In the past month, four of my friends have had serious medical issues: two had knee replacement surgery, one was diagnosed with stage 4 liver cancer and one had heart bypass surgery. Fortunately, I was already reading Letty Cottin Pogrebin’s book, How to Be a Friend to a Friend Who’s Sick and found valuable suggestions for offering help to my friends.
As we age, more of our family and friends face illness and suffering. But no matter how much we love them, it can be difficult to know what to say and how to help. Pogrebin (who is also the co-founder of Ms. Magazine) has written the most heartfelt, personal and practical book on a subject that will benefit anyone who has ever wondered how to help friends who are in anguish or pain.
Pogrebin is a gifted storyteller, superlative wordsmith, and insightful writer. In this book, which she calls a hybrid, she alternates her own story of breast cancer with ten self-help chapters on how to be a better friend to a friend who’s sick. She has woven in uplifting stories of friendship and kindness that touched me deeply. Many of the stories she heard from patients she met while she was undergoing treatment.
Pogrebin decided to write the book after she was diagnosed with breast cancer in 2009 and couldn’t find any books that dealt with friendship and illness. She had many unanswered questions that piqued her interest:
- What’s the best way to be a friend to a friend who’s sick?
- What happens when illness becomes the third party in a relationship?
- Does everyone agonize as she did about whom to tell and how much to divulge?
- Do life-threatening illnesses deepen people’s desire for intimacy or make them retreat?
- How do you deal with friends who are insensitive or say stupid things?
- Do friends who offer help make the sick person feel burdened?
- How do you ask an overbearing friend to back off without sounding mean or ungrateful?
With all these questions on her mind, she decided not to “bewail her daily incarceration” as she waited for her treatment. Instead, she interviewed her fellow “wait-ers” for answers as they all “killed time at Memorial Sloan Kettering Hospital hoping that time wouldn’t kill them.”
Ten commandments for conversing with a sick friend
Pogrebin offers these 10 commandments for conversing with a sick friend:
- Rejoice at their good news—don’t minimize their bad news. A good phrase to use is “tell me what I can do to make things easier for you—I really want to help.
- Treat your friends as you always did before they got sick—but never forget their changed circumstances.
- Avoid self-referential comments or anecdotes. It’s not your turn to complain; just listen. The truest thing you can say is “I can only try to imagine what you’re going through.”

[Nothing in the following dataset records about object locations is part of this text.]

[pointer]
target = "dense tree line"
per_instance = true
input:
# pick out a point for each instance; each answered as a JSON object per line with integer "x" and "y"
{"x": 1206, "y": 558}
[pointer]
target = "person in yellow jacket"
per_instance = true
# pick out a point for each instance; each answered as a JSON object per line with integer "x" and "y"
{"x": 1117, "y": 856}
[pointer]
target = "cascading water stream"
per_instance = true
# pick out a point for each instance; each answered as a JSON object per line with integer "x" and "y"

- Don’t assume, verify. When it comes to diagnosis or treatment, assume nothing.
- Get all the facts straight before you open your mouth.
- Help your sick friend feel useful.
- Don’t infantilize your sick friend.
- Think twice before giving advice.
- Allow patients who are terminally ill to set the conversational agenda.
- Don’t pressure them to “keep up the fight” or practice “positive thinking.”
Pogrebin shares many of her own experiences—both good and bad. She had friends who simply disappeared or said insensitive things, and others who made her feel loved and cared for. Some of the lines that made her feel good were: “I’m so sorry this happened to you,” “Tell me how I can help,” “I’m here if you want to talk,” “That sounds awful; I can’t even imagine the pain,” and “I’m bringing dinner.”
Her motto is: Ask and Act. Bring a CD as a gift for the patient and also ask: “What would you like me to bring the next time I come?”
Rules for good behavior while visiting the sick, suffering, injured or disabled
She lists 20 rules for good behavior while visiting the sick, suffering, injured or disabled that include some obvious, as well as some you may not think of:
- Call ahead to make sure the patient wants visitors.
- Don’t visit if you are sick.
- Don’t talk too much.
- Be odor sensitive by not wearing perfume or reeking from cigarettes.
- Don’t go into your own health history or share your best friend’s prior experience.
- Don’t stay more than 20 minutes.
Tips and ideas for what to bring a patient or the caregiver of a patient
She also offers some tips and ideas for what to bring a patient or the caregiver of a patient.
- Bring ice cream or other goodies, if there are no dietary restrictions.
- Bring books and personalized CDs.
- Bring gift certificates for meals, or massages.
- Offer rides, grocery shopping, house cleaning, babysitting or picking up children.
- Continue to check in to see how they’re doing.
The book includes poignant chapters on “sickness and shame” that discusses the many reasons why some people prefer not to share the details of their illness and how to mourn with a bereaved friend.
The final chapter touched me the most with her equation that “kindness equals empathy plus action.” She shares inspiring stories of extraordinary kindness and friendship that sometimes brought tears to my eyes.
Pogrebin writes that cancer made her face her mortality sooner than she would have liked, but it also showed her that joy can flourish within the shadow of death. Fortunately for us, she also compiled a wealth of valuable information that can help us all be kinder and more sensitive to our friends who are sick.